You are asking if it is possible to set up an environment that runs Clojure without setting the JAVA_HOME env variable? I would guess it is possible, at least. I do not know whether it is common to do so.
I don't really install java, just download the jdk and set my bashrc to add the path to the bins
Hum, not exactly. I'm asking if setting up Clojure requires you to setup the JAVA_HOME environment variable.
clojure uses java, and java has to be on the path. I think java_home is a fallback used by many programs if java isn't available?

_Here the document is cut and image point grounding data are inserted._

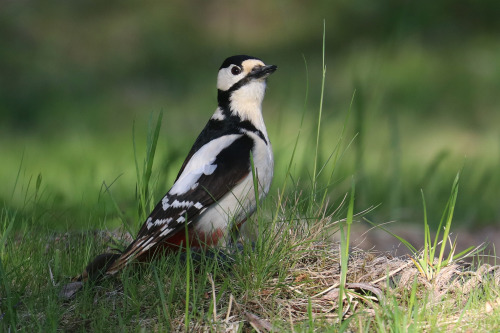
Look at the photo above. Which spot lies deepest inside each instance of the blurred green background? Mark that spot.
(76, 77)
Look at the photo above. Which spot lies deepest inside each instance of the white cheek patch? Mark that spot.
(201, 163)
(218, 115)
(225, 79)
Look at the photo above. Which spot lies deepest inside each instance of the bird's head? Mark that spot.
(241, 83)
(238, 71)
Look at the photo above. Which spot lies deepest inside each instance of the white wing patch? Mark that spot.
(201, 163)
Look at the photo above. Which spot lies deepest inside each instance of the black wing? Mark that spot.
(232, 165)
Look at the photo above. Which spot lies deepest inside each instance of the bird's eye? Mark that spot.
(235, 70)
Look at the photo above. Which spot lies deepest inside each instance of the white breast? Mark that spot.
(240, 203)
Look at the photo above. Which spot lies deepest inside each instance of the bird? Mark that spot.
(214, 193)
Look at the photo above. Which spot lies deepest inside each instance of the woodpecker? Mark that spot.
(213, 193)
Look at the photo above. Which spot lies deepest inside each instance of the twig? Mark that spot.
(213, 296)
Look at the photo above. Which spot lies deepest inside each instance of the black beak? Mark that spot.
(261, 72)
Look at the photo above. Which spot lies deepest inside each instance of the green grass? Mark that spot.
(293, 279)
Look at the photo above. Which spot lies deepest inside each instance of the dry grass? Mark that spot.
(307, 291)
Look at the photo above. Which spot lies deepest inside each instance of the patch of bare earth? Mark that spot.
(374, 280)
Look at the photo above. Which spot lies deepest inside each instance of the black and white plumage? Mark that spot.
(214, 190)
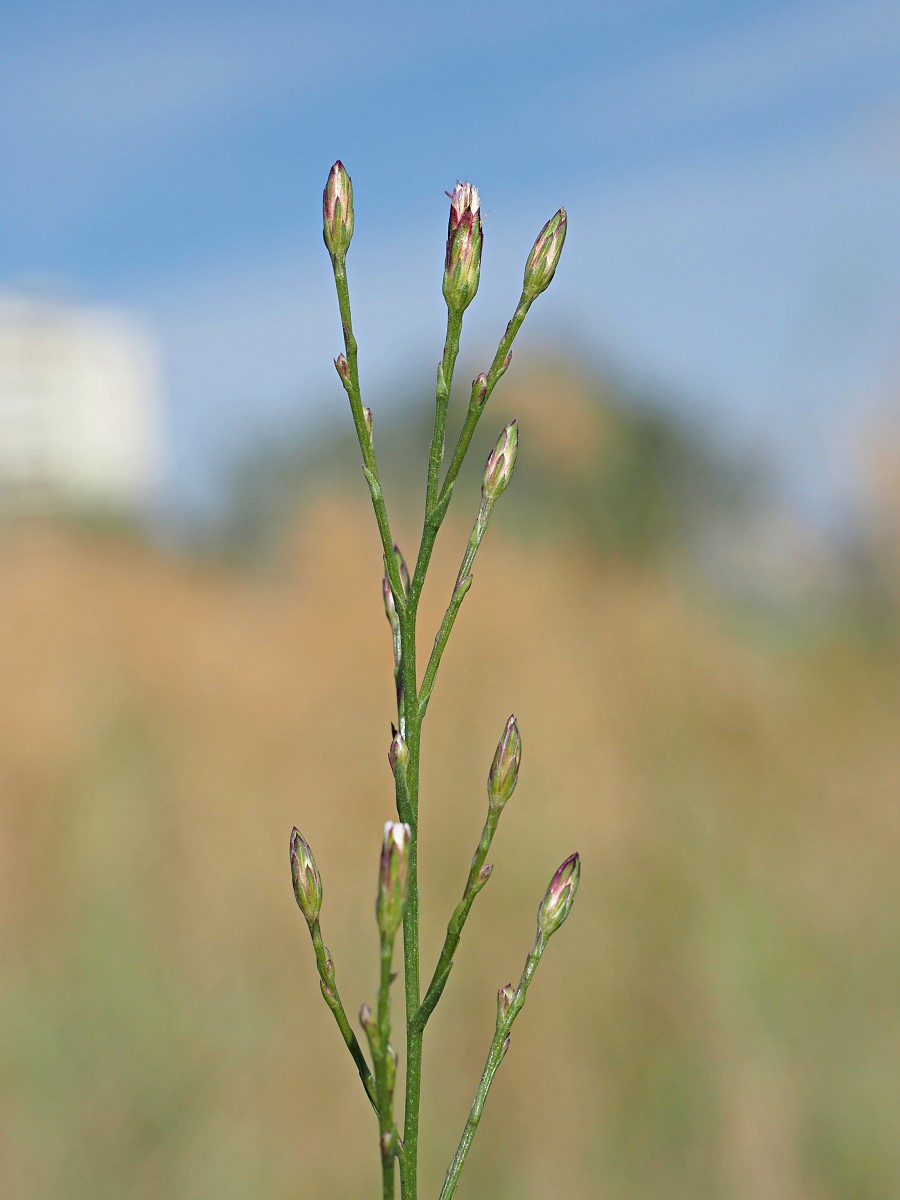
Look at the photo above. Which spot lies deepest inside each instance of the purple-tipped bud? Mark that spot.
(397, 751)
(307, 883)
(503, 777)
(393, 879)
(337, 211)
(545, 255)
(462, 263)
(343, 370)
(498, 468)
(558, 901)
(504, 999)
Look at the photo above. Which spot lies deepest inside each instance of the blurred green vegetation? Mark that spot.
(719, 1017)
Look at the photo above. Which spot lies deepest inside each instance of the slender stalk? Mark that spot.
(463, 581)
(365, 442)
(495, 1057)
(383, 1069)
(477, 406)
(442, 399)
(331, 997)
(454, 930)
(408, 797)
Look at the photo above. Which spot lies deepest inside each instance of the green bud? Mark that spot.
(498, 468)
(343, 370)
(393, 879)
(337, 211)
(462, 263)
(558, 901)
(545, 255)
(504, 1000)
(399, 751)
(503, 777)
(307, 883)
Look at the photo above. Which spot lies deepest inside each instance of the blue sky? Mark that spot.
(731, 173)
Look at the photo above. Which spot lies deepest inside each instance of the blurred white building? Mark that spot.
(79, 409)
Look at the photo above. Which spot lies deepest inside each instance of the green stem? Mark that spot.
(383, 1068)
(478, 402)
(454, 930)
(463, 581)
(365, 443)
(408, 808)
(442, 400)
(495, 1057)
(331, 997)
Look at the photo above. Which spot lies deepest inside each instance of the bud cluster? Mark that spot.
(462, 263)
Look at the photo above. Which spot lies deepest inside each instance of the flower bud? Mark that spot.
(307, 885)
(399, 751)
(498, 468)
(343, 370)
(462, 263)
(402, 570)
(504, 999)
(503, 777)
(545, 256)
(479, 390)
(561, 895)
(337, 211)
(393, 877)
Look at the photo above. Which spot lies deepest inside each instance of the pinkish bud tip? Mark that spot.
(337, 211)
(558, 901)
(503, 777)
(462, 262)
(304, 873)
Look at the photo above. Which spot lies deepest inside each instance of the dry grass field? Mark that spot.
(719, 1018)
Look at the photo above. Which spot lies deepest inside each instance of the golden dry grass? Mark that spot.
(718, 1019)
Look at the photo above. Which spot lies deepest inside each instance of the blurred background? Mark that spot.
(690, 595)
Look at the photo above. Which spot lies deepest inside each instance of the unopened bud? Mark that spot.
(462, 263)
(393, 877)
(498, 468)
(343, 370)
(479, 390)
(337, 211)
(397, 751)
(503, 777)
(307, 885)
(504, 999)
(558, 901)
(545, 256)
(402, 570)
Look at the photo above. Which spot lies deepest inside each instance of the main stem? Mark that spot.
(411, 915)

through installation I mean
I am attempting to try out a fresh install of Clojure on an Ubuntu Linux system to confirm, but I am pretty sure I can follow the Clojure getting started steps, installing a JDK in a way that does not assign a value to the JAVA_HOME env variable, and the clj
and clojure
commands will still work. Will report back what I find.
interesting
This is the code for the clojure
command to find java:
# Find java executable
set +e
JAVA_CMD=$(type -p java)
set -e
if [[ ! -n "$JAVA_CMD" ]]; then
if [[ -n "$JAVA_HOME" ]] && [[ -x "$JAVA_HOME/bin/java" ]]; then
JAVA_CMD="$JAVA_HOME/bin/java"
else
>&2 echo "Couldn't find 'java'. Please set JAVA_HOME."
exit 1
fi
fi
So it seems it first tries $(type -p java) which I do not know what that does. And if that didn't work, it tries to look for JAVA_HOME, I think that's correct, my bash isn't great
yeah, if you didn't install java via some installer, where it sets the path so it appears callable, then it falls back to the java_home. I ran into this long ago with intellij tools
On an Ubuntu 18.04 system where I had never installed Clojure before, but did have OpenJDK 11 installed via an Ubuntu/Debian package, and there was no JAVA_HOME variable assigned a value in the environment, I can follow the Linux install instructions on Clojure's get started page, and both clojure
and clj
commands run without complaint.
The output of type -p java
on that system is /usr/bin/java
, which is where the java
executable is installed by the Ubuntu/Debian package
The bash command page describes what the type
built-in command does.
buried within that many-pages-long man page 🙂
Ok cool. I could probably use that logic too. Though it seems there is also a way using java itself: java -XshowSettings:properties -version
which prints a bunch of info, one of them being where java is installed
Ya, my install instructions will mention that. I need it in the path for other reasons already.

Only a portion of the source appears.